A made-up, hypothetical scenario. Lat's say it costs $500,000 to open a McDonalds. Let's say my friends were able to save that much. But all of a sudden, that $500k is wiped out to pay for catastrophic medical expenses. In that case, because of the specific event which they had no control over, let's assume there was a federal program that picked up that tab.

Now he has the $500k to open a McDonalds. I am not suggesting, in any way, that his success should be guaranteed. If the business fails because he is incompetent, or lazy, or because he blows the money betting on college football, or because a better businessman opens up a Burger King across the street, I would never say that society has a responsibility to provide him the wealth he could not acquire.

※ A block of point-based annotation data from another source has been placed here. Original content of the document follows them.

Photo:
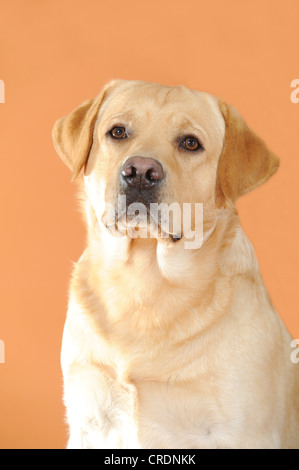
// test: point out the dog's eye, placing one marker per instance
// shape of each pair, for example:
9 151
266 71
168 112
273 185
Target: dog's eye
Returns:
191 143
118 132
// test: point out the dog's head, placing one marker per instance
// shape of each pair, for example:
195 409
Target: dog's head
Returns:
154 144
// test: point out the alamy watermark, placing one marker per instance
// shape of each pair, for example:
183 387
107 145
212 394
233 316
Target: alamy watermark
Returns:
2 92
295 353
2 352
295 93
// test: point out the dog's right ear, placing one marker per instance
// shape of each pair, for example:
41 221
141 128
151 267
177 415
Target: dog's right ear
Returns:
72 134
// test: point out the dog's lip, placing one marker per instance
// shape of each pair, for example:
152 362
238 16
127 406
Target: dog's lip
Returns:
121 222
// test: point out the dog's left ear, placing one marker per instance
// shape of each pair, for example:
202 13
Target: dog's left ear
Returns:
245 162
72 134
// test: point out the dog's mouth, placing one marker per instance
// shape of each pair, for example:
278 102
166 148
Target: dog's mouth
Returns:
136 223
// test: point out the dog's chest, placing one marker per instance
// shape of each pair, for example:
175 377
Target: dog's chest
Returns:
164 416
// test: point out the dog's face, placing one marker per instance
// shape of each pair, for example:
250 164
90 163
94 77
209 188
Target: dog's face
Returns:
156 144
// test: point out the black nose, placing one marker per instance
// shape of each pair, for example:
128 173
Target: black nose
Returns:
142 172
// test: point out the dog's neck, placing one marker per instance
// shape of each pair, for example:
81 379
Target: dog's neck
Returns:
141 269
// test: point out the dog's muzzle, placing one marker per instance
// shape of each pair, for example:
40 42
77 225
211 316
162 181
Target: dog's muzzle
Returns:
141 173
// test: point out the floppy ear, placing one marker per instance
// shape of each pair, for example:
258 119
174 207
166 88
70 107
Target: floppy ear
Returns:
245 162
72 134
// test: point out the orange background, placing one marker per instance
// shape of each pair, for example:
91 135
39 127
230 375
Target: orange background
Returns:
53 55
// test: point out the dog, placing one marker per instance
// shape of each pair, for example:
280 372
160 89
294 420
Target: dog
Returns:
167 345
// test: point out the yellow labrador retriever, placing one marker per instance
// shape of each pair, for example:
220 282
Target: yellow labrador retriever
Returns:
170 345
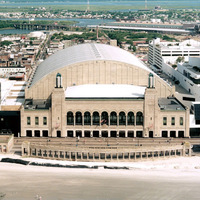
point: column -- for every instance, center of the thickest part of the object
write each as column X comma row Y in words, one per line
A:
column 81, row 155
column 126, row 133
column 117, row 120
column 93, row 156
column 176, row 134
column 74, row 133
column 134, row 133
column 168, row 133
column 108, row 133
column 59, row 154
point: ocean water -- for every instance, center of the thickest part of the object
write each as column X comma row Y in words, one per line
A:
column 150, row 3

Say there are 2 identical famillies who want to open a McDonalds. Each family has squirreled away the $500k to pay the fees. Family A has an unforseen medical situation that wipes out their savings. I don't think that Family B 'deserves' the opportunity to open a McDonalds any more than family A does. I'd like to see them both have the same chance to succeed.

Opportunity. Not outcome.
See, your overlooking the pre-existing condition that people have, as you say, "zero control" over. The most obvious one in the case of your hypothetical scenario is that there are no two "identical" families. Unless by some rare twist identical twin brothers married identical twin sisters. But even in that event differences would occur through nature and nurture. So if it takes equal identity to create equal opportunity ... well, you get the picture.

But, if in your scenario what makes the families identical is that they both saved up $500k so that they both had the same financial opportunity to open a McDonalds, but one lost the money due to uncontrollable circumstances, it would only be "fair" for the rest of society to make the losing family whole by giving them a $500K gift from the rest of us . . . umm, that is problematic. Are you assuming that the rest of us have the "opportunity" to save $500K? What about the many somebodies that are born into families that lack such attitudes of thrift or potential to even earn that amount? What about the individual that didn't have the "opportunity" to earn the $500K due to family background, negative inherited capabilities, and so on that he had no control over? If he/she wanted to open a McDonalds should the rest of us give him/her the $500K gift? Are you saying that if we all put in a few extra bucks into some anti-catastrophic fund it would cover the massive potential of payouts to "deserving" recipients to do what they wish but are not capable because of things they had no control over.

And if the federal gvt. owns this insurance fund, will it even restrict itself to whatever minimal enumerations you limit it to which you think would make this fund fair and operable? The evidence is, as you might say, "irrefutable" that it wouldn't. This sort of "fairness," of so-called "equal opportunity" is what gives the federal leviathan the legitimacy to totally control our lives.